Water and land are full of life
The first multicellular life forms emerged 800 million years ago, and the diversity of species on earth is increasing: organisms with and without spine, predators and prey, seabed dwelling creatures and active swimmers - and many more. Over time, life forms no longer just thrive in the oceans, but also conquer the land. The conditions on earth are constantly changing, which leads to the emergence of new organisms, but also to the extinction of others. Sometimes changes happen so quickly and extremely that they result in mass extinction.
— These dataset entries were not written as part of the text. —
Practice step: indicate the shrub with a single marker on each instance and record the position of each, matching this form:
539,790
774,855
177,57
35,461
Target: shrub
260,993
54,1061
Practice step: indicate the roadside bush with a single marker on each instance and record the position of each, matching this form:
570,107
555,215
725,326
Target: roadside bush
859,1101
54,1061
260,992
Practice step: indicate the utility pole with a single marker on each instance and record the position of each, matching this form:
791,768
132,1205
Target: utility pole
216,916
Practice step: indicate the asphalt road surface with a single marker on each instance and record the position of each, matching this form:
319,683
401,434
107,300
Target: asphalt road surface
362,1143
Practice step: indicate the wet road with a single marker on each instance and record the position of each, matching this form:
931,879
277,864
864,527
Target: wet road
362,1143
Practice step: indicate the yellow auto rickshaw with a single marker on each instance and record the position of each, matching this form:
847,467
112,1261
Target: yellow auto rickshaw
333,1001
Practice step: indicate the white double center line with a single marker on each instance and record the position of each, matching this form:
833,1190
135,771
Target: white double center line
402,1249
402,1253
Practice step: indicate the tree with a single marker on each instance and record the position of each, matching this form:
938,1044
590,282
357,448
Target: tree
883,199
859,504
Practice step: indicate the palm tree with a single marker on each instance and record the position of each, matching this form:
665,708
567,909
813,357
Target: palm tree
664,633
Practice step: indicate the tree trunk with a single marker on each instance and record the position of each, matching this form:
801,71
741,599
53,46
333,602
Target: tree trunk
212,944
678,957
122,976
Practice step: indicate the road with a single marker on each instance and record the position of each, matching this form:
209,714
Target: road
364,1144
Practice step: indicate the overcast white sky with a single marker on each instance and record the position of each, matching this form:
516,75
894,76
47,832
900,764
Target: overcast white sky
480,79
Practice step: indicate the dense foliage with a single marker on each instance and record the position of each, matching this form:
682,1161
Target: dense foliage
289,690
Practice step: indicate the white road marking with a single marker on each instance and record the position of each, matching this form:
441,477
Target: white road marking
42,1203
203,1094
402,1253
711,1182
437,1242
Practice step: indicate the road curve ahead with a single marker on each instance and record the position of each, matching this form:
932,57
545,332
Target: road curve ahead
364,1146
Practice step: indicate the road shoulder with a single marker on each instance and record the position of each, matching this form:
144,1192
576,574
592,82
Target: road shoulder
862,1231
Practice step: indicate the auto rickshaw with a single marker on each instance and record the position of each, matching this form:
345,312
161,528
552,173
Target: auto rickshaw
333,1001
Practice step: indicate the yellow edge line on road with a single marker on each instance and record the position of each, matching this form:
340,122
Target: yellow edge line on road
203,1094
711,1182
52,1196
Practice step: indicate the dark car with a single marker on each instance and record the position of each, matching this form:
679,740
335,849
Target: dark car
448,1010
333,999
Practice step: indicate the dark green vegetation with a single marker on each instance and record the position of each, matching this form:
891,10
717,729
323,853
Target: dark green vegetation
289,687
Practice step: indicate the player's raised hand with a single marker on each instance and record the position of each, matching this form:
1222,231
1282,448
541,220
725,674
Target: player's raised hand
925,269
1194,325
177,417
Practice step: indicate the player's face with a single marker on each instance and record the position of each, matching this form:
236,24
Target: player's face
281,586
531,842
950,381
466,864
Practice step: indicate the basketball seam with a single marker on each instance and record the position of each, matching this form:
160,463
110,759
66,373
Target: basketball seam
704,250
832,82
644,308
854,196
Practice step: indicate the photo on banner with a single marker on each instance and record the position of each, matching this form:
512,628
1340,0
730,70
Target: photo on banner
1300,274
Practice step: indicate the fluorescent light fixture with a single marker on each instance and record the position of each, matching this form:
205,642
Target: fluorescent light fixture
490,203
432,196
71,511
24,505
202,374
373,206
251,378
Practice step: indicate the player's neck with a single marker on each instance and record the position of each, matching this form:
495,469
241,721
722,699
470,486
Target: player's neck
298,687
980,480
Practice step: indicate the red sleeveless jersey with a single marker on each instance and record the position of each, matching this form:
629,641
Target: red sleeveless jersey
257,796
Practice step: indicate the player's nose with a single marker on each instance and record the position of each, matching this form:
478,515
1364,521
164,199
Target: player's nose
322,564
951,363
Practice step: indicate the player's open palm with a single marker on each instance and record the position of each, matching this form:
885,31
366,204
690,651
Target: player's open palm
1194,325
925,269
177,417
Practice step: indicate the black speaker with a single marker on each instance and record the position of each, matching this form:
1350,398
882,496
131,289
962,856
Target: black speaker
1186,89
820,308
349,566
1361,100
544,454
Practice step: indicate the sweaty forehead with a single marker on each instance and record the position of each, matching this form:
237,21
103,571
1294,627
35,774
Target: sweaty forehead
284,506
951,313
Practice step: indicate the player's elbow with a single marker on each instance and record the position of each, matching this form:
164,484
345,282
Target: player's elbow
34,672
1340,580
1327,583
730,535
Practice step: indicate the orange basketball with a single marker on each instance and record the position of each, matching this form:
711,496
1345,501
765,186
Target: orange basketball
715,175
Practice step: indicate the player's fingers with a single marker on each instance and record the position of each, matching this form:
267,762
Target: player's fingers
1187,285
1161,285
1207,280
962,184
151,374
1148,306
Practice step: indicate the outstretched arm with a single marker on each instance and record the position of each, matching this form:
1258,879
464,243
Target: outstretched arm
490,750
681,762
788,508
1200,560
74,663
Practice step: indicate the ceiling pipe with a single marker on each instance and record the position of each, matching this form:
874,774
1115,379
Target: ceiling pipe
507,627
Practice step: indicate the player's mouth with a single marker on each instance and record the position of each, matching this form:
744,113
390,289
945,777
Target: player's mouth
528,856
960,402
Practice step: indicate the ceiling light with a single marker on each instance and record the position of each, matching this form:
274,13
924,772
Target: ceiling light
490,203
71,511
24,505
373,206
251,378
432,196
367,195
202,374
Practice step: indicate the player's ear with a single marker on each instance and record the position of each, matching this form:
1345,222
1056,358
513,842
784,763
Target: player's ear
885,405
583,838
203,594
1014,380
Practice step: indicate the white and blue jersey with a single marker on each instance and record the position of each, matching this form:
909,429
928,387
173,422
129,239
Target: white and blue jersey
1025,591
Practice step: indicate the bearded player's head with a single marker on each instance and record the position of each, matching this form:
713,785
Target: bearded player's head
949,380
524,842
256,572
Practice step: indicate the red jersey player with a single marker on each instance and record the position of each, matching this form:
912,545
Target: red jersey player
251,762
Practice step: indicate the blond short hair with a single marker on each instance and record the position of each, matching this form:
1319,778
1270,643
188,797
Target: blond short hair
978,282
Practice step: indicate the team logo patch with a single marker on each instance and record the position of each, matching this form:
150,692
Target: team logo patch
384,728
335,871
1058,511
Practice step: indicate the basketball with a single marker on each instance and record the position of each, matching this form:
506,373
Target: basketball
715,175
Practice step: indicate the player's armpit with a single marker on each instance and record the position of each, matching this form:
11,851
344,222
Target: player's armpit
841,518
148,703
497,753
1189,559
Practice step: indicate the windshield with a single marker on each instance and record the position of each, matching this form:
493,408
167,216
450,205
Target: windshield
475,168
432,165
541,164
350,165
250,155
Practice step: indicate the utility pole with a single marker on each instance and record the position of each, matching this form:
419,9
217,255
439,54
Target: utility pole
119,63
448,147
In the most well-known of all mass extinctions, that of the non-feathered dinosaurs 65 million years ago, the earth has already seen four previous mass extinctions.
Dickinsonia is one of the oldest bilaterally symmetric multicellular animals on earth (i.e. animals in which the two halves of the body are the same). 560 million years ago (at 11:05 pm) it was part of the Ediacara fauna, a unique collection of soft-bodied organisms that have been preserved worldwide as fossilized impressions in sandstone.
In the context of evolution, the earth finds its "green thumb" late: the first land plants emerged only 470 million years ago (at 11:12 p.m.).
The first vertebrates on land evolved 370 million years ago (at 11:24 p.m.).
Reptiles show a variety of forms not only on land, but also in water. Marine reptiles have also lived in Switzerland, e.g. 240 million years ago. More than 25 species of marine reptiles have been described from the deposit on Monte San Giorgio (TI).
11:55 p.m.
An asteroid impact leads to the mass extinction of three-quarters of all plant and animal species on earth - including non-feathered dinosaurs, pterosaurs and ammonites. But that was not the greatest mass extinction in geological history ...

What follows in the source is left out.